The democratic party were now masters of the situation, and so continued for almost four years. Cinna succeeded to the consulship term after term, nominating himself and his colleagues. The franchise was given to the Italians without reserve or qualification. Northern Italy was still excluded, being not called Italy, but Cisalpine Gaul. South of the Po distinctions of citizenship ceased to exist. The constitution became a rehearsal of the Empire, a democracy controlled and guided by a popular dictator. The aristocrats who had escaped massacre fled to Sylla in Asia, and for a brief interval Rome drew its breath in peace.
CHAPTER VIII.
Revolutionary periods are painted in history in colors so dark that the reader wonders how, amidst such scenes, peaceful human beings could continue to exist.
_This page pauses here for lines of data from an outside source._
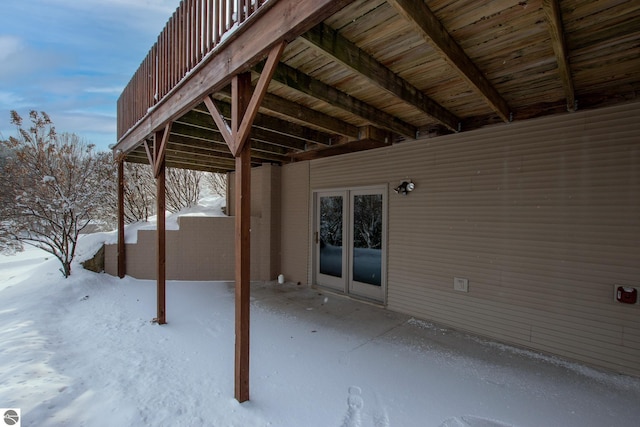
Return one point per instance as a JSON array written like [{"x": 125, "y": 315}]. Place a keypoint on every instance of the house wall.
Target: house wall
[
  {"x": 542, "y": 217},
  {"x": 204, "y": 247},
  {"x": 265, "y": 206},
  {"x": 294, "y": 220}
]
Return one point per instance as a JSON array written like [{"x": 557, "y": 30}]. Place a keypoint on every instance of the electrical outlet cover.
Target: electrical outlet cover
[{"x": 460, "y": 284}]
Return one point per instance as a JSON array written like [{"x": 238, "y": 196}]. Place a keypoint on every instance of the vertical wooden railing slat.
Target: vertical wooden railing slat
[{"x": 194, "y": 30}]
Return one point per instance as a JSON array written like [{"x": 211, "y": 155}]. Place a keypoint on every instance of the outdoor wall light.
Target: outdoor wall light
[{"x": 405, "y": 187}]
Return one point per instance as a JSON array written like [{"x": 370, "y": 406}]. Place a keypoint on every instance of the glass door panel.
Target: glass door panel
[
  {"x": 331, "y": 218},
  {"x": 329, "y": 239},
  {"x": 367, "y": 243},
  {"x": 350, "y": 241}
]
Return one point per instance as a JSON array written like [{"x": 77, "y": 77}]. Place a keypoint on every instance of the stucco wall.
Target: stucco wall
[{"x": 204, "y": 247}]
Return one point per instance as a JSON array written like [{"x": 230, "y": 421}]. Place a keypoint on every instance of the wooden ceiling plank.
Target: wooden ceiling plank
[
  {"x": 308, "y": 85},
  {"x": 275, "y": 124},
  {"x": 553, "y": 16},
  {"x": 304, "y": 114},
  {"x": 347, "y": 53},
  {"x": 258, "y": 95},
  {"x": 424, "y": 21}
]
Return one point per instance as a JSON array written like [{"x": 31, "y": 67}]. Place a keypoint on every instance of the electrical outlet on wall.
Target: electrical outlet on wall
[
  {"x": 460, "y": 284},
  {"x": 625, "y": 294}
]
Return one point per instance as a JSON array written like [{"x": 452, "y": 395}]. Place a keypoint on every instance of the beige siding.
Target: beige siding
[
  {"x": 295, "y": 221},
  {"x": 542, "y": 217}
]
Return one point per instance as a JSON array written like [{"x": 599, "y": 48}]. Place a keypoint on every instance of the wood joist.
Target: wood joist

He forgets that the historian describes only the abnormal incidents which broke the current of ordinary life, and that between the spasms of violence there were long quiet intervals when the ordinary occupations of men went on as usual. Cinna's continuous consulship was uncomfortable to the upper classes, but the daily business of a great city pursued its beaten way. Tradesmen and merchants made money, and lawyers pleaded, and priests prayed in the temples, and "celebrated" on festival and holy day. And now for the first time we catch a personal view of young Julius Caesar. He was growing up, in his father's house, a tall, slight, handsome youth, with dark piercing eyes,[1] a sallow complexion, large nose, lips full, features refined and intellectual, neck sinewy and thick beyond what might have been expected from the generally slender figure. He was particular about his appearance, used the bath frequently, and attended carefully to his hair. His dress was arranged with studied negligence, and he had a loose mode of fastening his girdle so peculiar as to catch the eye.